Oaxaca If the only book you had ever read about Oaxaca was Oliver Sacks,’ Oaxaca Journal from 2002, as I had, you would have a sense of the environment, particularly ferns along the mountain sides at the edge of the desert, and perhaps the world-renowned culinary scene, but you would miss the fact that this city is so much more than a tourist mecca. Oaxaca came to my attention more prominently, and much of the world’s, for the prolonged teachers’ strike that began in 2006 and continued red hot for years. There was an encampment of the teachers on Avenida Reforma in Mexico City that I visited several times on visits there. For progressives and organizers, Oaxaca has been a destination city, so it was exciting to drive there from Mexico City.
It’s not a short pull. It took seven hours driving once the delays for toll booths and traffic accidents are taken into account, but the drive from Puebla to Oaxaca is amazing through the southern edges and foothills of the Sierra Madres. Tall cactus and yucca to pine trees, including one pine variety with downward drooping clusters of needles that was so unique it was startling.
Political struggle seems to come naturally to Oaxaca. As you enter, there is a statute of Benito Juarez, the revolutionary leader and still only indigenous president of the country, who was born in this state, but the history of struggle goes back to the beginning. The city symbol includes a representation of Donaji, a Zapotec princess, who was decapitated as a prisoner of the Mixtec, which is a pretty dramatic way to highlight your town, but that’s not the whole story. During the conquest, the city had to struggle constantly with the conquistador Hernan Cortez for independence from his authority as the Viceroy of Spain until in the mid-16thcentury they were able to obtain some rights though constantly contested.
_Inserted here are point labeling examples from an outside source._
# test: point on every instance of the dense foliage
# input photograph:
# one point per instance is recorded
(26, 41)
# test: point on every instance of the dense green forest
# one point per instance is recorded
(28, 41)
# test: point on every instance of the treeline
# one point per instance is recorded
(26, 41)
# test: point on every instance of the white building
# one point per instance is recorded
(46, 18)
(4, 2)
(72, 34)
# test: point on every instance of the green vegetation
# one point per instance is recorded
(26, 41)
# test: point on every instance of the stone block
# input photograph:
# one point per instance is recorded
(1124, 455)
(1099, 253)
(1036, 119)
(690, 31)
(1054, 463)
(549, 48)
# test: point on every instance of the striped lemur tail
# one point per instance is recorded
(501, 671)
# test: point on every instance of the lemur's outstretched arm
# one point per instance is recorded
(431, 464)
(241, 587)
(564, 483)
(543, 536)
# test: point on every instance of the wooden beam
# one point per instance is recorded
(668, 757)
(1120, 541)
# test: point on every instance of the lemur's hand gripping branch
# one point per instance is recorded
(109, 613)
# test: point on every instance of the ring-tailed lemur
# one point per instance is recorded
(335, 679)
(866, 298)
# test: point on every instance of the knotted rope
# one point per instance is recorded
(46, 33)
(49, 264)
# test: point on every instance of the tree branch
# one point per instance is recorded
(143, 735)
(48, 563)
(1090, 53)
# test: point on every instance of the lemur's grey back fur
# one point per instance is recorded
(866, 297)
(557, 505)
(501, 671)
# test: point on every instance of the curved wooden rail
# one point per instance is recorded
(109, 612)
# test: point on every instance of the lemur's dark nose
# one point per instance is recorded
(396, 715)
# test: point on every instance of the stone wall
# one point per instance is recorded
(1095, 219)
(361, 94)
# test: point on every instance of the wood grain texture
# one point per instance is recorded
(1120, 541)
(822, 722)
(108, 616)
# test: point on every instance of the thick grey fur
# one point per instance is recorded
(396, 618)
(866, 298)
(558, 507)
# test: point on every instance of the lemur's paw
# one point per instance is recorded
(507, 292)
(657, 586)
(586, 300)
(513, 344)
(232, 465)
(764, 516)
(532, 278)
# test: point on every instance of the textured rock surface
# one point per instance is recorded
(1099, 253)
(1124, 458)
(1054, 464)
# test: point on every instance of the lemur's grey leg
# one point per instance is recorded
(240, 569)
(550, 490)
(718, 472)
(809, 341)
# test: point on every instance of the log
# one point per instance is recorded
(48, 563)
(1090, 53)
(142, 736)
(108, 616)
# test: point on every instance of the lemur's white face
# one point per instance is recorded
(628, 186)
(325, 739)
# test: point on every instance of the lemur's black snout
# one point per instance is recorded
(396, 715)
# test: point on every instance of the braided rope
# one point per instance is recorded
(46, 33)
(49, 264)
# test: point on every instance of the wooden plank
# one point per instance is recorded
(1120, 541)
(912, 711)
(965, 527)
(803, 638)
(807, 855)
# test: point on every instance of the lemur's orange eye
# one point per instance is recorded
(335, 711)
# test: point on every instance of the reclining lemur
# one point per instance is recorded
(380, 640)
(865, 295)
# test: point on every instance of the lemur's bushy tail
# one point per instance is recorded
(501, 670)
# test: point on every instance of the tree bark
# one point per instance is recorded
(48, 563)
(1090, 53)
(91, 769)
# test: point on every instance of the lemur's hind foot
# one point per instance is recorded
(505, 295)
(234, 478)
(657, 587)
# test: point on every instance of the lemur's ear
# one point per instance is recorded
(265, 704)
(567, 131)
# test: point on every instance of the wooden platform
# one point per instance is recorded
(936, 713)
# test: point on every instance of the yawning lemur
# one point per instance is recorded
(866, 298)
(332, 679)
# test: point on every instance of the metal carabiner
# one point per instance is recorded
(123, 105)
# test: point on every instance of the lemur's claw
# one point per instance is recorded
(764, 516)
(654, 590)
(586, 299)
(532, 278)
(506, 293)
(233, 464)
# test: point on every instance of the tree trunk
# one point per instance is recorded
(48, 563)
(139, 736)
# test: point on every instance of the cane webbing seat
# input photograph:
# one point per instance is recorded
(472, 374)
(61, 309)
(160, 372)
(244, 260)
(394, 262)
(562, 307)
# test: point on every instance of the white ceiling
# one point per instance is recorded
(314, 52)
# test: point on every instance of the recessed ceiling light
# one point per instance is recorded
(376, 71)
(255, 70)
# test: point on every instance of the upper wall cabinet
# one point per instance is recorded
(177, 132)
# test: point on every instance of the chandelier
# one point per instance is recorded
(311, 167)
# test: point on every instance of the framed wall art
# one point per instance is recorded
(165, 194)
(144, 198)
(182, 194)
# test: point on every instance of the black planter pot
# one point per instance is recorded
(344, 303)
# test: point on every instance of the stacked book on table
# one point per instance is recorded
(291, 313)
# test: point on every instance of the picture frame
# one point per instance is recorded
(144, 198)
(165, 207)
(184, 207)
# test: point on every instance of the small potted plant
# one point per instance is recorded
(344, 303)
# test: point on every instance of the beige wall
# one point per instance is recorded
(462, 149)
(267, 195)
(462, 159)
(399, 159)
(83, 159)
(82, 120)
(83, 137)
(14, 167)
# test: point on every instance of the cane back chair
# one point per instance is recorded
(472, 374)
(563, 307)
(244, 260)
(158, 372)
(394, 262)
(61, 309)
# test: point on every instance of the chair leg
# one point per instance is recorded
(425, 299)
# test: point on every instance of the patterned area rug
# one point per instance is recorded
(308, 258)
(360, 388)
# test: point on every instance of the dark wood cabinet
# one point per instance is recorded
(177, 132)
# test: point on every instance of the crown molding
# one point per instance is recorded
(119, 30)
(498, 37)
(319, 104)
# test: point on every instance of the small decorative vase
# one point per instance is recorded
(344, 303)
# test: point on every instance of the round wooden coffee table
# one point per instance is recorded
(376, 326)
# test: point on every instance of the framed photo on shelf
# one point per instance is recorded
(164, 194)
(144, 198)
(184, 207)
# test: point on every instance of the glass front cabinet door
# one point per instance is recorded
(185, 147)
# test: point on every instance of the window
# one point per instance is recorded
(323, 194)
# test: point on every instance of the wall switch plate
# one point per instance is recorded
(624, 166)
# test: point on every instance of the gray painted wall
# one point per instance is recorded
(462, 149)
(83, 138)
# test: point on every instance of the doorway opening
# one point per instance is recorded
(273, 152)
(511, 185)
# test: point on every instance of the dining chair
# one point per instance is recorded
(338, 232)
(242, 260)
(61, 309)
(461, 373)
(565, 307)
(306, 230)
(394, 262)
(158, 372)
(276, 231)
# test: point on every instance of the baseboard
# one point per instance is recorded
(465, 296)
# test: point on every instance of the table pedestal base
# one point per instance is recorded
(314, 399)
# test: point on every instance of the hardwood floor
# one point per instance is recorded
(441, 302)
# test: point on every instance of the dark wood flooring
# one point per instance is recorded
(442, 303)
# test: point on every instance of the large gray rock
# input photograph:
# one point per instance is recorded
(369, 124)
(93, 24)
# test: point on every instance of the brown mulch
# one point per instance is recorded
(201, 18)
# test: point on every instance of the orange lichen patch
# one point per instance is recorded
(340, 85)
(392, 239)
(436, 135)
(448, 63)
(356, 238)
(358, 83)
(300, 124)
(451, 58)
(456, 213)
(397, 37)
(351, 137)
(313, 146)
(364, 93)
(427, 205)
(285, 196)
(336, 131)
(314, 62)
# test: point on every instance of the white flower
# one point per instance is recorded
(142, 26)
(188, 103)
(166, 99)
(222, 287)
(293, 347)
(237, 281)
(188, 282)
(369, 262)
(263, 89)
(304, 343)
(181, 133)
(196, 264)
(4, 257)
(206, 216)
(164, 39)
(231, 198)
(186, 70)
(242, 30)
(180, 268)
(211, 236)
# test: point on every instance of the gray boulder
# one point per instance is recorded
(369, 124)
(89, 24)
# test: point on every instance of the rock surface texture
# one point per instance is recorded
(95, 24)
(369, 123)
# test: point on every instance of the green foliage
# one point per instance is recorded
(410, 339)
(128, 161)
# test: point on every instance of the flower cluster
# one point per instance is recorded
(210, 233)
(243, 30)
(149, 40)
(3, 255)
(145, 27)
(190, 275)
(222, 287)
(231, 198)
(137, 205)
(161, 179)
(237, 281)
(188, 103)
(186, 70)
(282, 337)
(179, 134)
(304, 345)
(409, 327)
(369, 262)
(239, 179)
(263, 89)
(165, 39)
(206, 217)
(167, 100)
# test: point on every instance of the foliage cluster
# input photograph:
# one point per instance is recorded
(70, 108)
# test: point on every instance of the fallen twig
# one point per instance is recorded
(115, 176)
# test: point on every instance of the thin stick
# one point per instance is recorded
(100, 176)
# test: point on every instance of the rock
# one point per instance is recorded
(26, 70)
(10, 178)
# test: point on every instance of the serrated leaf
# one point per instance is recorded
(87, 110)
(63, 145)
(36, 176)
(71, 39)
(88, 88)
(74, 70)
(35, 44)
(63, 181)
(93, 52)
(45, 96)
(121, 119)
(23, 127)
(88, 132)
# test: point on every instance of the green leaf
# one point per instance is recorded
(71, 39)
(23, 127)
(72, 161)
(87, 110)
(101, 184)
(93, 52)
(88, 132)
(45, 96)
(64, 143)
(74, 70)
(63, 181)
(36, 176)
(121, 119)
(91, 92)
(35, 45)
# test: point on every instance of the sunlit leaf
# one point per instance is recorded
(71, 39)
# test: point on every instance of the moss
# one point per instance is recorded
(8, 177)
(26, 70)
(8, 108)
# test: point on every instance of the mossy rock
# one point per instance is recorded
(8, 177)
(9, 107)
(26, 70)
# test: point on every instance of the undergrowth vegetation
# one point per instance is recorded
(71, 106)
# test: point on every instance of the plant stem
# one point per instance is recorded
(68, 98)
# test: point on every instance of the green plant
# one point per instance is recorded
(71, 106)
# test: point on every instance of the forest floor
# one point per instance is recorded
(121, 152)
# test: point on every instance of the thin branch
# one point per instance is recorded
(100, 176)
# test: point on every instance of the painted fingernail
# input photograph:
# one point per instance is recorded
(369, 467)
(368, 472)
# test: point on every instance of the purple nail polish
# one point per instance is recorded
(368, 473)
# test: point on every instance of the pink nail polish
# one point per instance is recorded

When you walk through various city streets the graffiti is almost invariably political. ASARO, the Assembly of Revolutionary Artists of Oaxaca, is well-known for its dramatic and pointed posters and presentations in the zocalo and in support of peoples’ movements in the area and more widely. The fight when they began was against a now deposed state governor who had reduced wages for the teachers and rolled back social assistance. Reading Getting Up for the People: The Visual Revolution of ASAR-Oaxaca, is a great look at their background.
The way art and culture support and intertwine with political work is important to understand. We’re looking forward to learning more while we’re here.